The ATO accepted the argument that the arrangement fell within example 19 of SMSFR 2009/1 as the apartment owned by the members was used wholly and exclusively in the resort accommodation management business of the operator as lessee. It therefore met the business use test and it was possible for the SMSF to acquire the property providing there was no change in the arrangement with the operator.
In the second case – let’s call it the Retire Now SMSF – the circumstances appeared similar. But in this case the property did not fit the definition of business real property. Why?
The facts broadly were that an SMSF bought a strata title unit that was in a beach resort complex. The unit provides accommodation for short-term tenants for up to three months. The resort complex includes restaurants, shops, professional offices, conference and wedding facilities as well as the accommodation.
The manager of the complex has an agreement with the body corporate of the complex to carry out a letting business from the resort and undertake caretaking duties. The terms of the letting agreement refer to the manager as the “agent” to attend to the letting of the strata title on the terms set out in the agreement. The agent is appointed as the sole and exclusive agent to let the property.
Under the agreement the owner is able to occupy the property on giving notice in writing to the agent. The agreement is able to be terminated within the time indicated in the management agreement.
The argument put to the ATO was that the property was business property because it was being used in the business run by the manager.
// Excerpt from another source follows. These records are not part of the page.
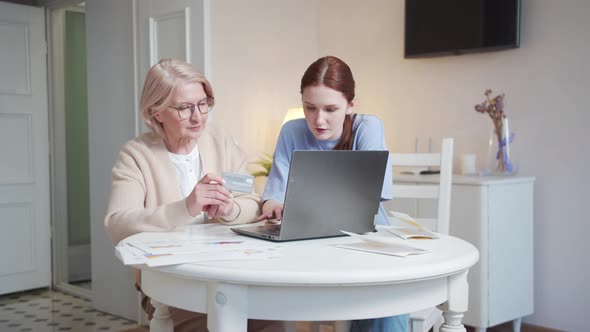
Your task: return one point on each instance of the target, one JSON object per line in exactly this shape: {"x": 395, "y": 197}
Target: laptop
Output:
{"x": 327, "y": 191}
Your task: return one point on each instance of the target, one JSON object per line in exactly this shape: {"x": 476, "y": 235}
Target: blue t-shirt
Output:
{"x": 295, "y": 135}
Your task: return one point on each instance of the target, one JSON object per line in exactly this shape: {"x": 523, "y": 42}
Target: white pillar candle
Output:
{"x": 468, "y": 164}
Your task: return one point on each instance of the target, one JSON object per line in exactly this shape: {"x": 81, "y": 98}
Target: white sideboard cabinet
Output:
{"x": 495, "y": 214}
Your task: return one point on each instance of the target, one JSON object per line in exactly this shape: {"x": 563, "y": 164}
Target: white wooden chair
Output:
{"x": 424, "y": 320}
{"x": 420, "y": 321}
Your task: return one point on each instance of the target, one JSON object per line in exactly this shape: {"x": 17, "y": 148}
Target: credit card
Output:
{"x": 239, "y": 182}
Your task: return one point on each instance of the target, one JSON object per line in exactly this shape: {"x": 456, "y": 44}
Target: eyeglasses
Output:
{"x": 187, "y": 110}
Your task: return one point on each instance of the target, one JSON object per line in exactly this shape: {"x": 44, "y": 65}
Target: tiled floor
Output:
{"x": 48, "y": 311}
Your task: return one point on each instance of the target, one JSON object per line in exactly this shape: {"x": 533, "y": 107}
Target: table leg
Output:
{"x": 161, "y": 321}
{"x": 456, "y": 305}
{"x": 227, "y": 307}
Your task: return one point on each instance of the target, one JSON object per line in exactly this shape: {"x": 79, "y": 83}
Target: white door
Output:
{"x": 25, "y": 252}
{"x": 119, "y": 54}
{"x": 172, "y": 29}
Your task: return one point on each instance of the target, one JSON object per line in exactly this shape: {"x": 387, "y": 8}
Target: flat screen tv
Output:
{"x": 443, "y": 27}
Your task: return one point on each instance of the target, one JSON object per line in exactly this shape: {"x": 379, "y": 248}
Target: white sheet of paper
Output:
{"x": 381, "y": 245}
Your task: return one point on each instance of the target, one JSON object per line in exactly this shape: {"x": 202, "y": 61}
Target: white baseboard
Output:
{"x": 79, "y": 268}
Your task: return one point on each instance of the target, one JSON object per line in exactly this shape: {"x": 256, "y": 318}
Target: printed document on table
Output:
{"x": 218, "y": 243}
{"x": 381, "y": 245}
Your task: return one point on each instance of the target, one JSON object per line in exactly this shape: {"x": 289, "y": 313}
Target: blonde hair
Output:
{"x": 160, "y": 82}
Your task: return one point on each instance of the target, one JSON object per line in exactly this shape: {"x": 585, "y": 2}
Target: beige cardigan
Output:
{"x": 144, "y": 195}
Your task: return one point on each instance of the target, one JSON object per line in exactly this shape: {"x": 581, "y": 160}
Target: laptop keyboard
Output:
{"x": 273, "y": 230}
That is, it was argued that the business use test was being met in relation to the property as the rights to use being granted to the manager involved in the carrying on of a business.
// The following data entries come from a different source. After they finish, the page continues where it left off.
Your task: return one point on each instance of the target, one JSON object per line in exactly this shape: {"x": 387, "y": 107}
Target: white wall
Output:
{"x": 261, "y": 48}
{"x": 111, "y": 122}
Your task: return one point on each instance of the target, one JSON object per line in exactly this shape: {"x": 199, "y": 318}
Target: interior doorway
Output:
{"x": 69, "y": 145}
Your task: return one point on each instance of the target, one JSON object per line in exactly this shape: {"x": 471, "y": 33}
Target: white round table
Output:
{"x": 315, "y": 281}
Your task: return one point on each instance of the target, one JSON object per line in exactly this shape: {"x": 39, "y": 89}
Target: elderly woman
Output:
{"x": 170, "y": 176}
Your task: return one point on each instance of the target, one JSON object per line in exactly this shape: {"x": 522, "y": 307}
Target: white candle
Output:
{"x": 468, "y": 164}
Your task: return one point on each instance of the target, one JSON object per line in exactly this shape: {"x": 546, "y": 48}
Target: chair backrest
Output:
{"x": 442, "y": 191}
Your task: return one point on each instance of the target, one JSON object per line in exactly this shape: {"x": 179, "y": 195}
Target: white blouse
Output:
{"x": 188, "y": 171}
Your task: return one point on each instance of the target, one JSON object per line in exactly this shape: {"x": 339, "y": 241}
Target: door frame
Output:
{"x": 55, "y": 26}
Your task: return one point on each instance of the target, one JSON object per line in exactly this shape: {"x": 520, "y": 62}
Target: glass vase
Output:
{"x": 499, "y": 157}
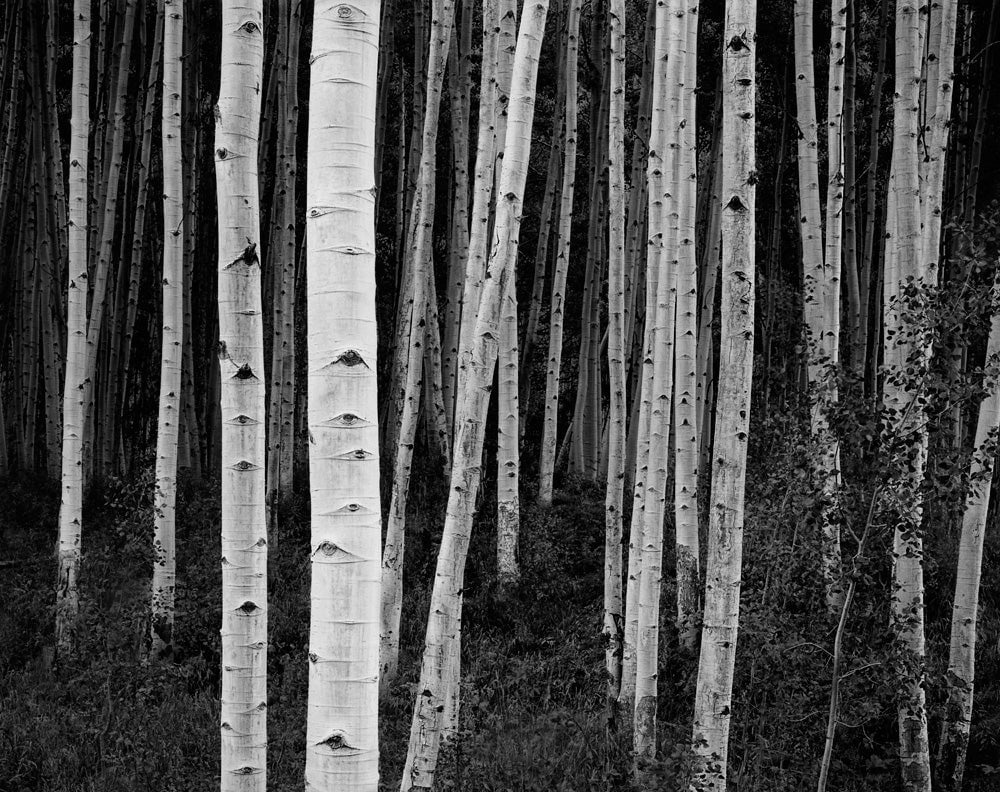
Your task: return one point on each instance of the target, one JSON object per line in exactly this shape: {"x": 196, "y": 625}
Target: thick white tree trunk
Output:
{"x": 664, "y": 192}
{"x": 685, "y": 353}
{"x": 342, "y": 715}
{"x": 714, "y": 692}
{"x": 241, "y": 362}
{"x": 557, "y": 312}
{"x": 614, "y": 489}
{"x": 172, "y": 335}
{"x": 906, "y": 359}
{"x": 965, "y": 610}
{"x": 74, "y": 391}
{"x": 439, "y": 662}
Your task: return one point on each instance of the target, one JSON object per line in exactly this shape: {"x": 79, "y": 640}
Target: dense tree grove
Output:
{"x": 499, "y": 395}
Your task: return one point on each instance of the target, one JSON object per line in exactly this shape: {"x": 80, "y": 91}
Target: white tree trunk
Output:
{"x": 241, "y": 362}
{"x": 965, "y": 610}
{"x": 714, "y": 692}
{"x": 557, "y": 313}
{"x": 172, "y": 336}
{"x": 439, "y": 660}
{"x": 906, "y": 359}
{"x": 74, "y": 392}
{"x": 664, "y": 184}
{"x": 685, "y": 354}
{"x": 342, "y": 715}
{"x": 614, "y": 490}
The ATO’s response was that the property did not qualify as business real property as defined in section 66 of the SIS Act as the fund was merely renting the property, albeit on a short-term basis. It did not meet the business activity test unless that activity formed part of a property investment business being carried on by the fund.
In support, the commissioner referred to paragraphs 193 and 194 of SMSFR 2009/1, which distinguish arrangements where short-term accommodation arrangements constitute business real property and those that don’t. In this case the Commissioner considered the fund did not appear to be in the business of property investment as the apartment was not being used wholly and exclusively in the business of the fund. In relation to the manager, the commissioner considered it to be acting as agent of the fund to provide services as a letting agent and management services to the apartment to enable the owner to grant rights to occupy it to holidaymakers.
In coming to the conclusion that the property was not business real property as defined, the letting agreement provided that the manager had been engaged by the fund as letting agent, and the right to grant a licence to occupy the property was that of the fund that did not carry on the business of property investment. Under the terms of the letting agreement the commissioner considered the manager was either an agent for the SMSF or could hold a licence to use the apartment in its business and assigned the benefit of the licence to each person occupying the property short term.
What are the lessons to be learnt from these two cases?
The first is that a thorough examination needs to be made of every arrangement where real estate owned by the fund or related party is being considered for SIS Act purposes. Also, the form and substance of that agreement may be considered by the ATO as satisfying the business use test whereas in relatively similar circumstances no business use test may be met.
In the first case the property purchased by the members in their own name was for its exclusive use of the property with no opportunity for the owners to use the property. A number of conditions applied to the acquisition of the property. The property formed an integral part of the manager’s business.
In the second case the property was acquired by the fund from an arm’s length party. However, the arrangement for the manager to lease the property for short periods was in the position as a letting agent or, if that was not the case, the arrangement was a licence granted to tenants for the use of the property.
These cases show the importance of considering the details of each arrangement and the relationship that is created between the owners of the property and the property manager to conclusively establish the property constitutes business real property or otherwise, depending on the context in which the acquisition is to be made.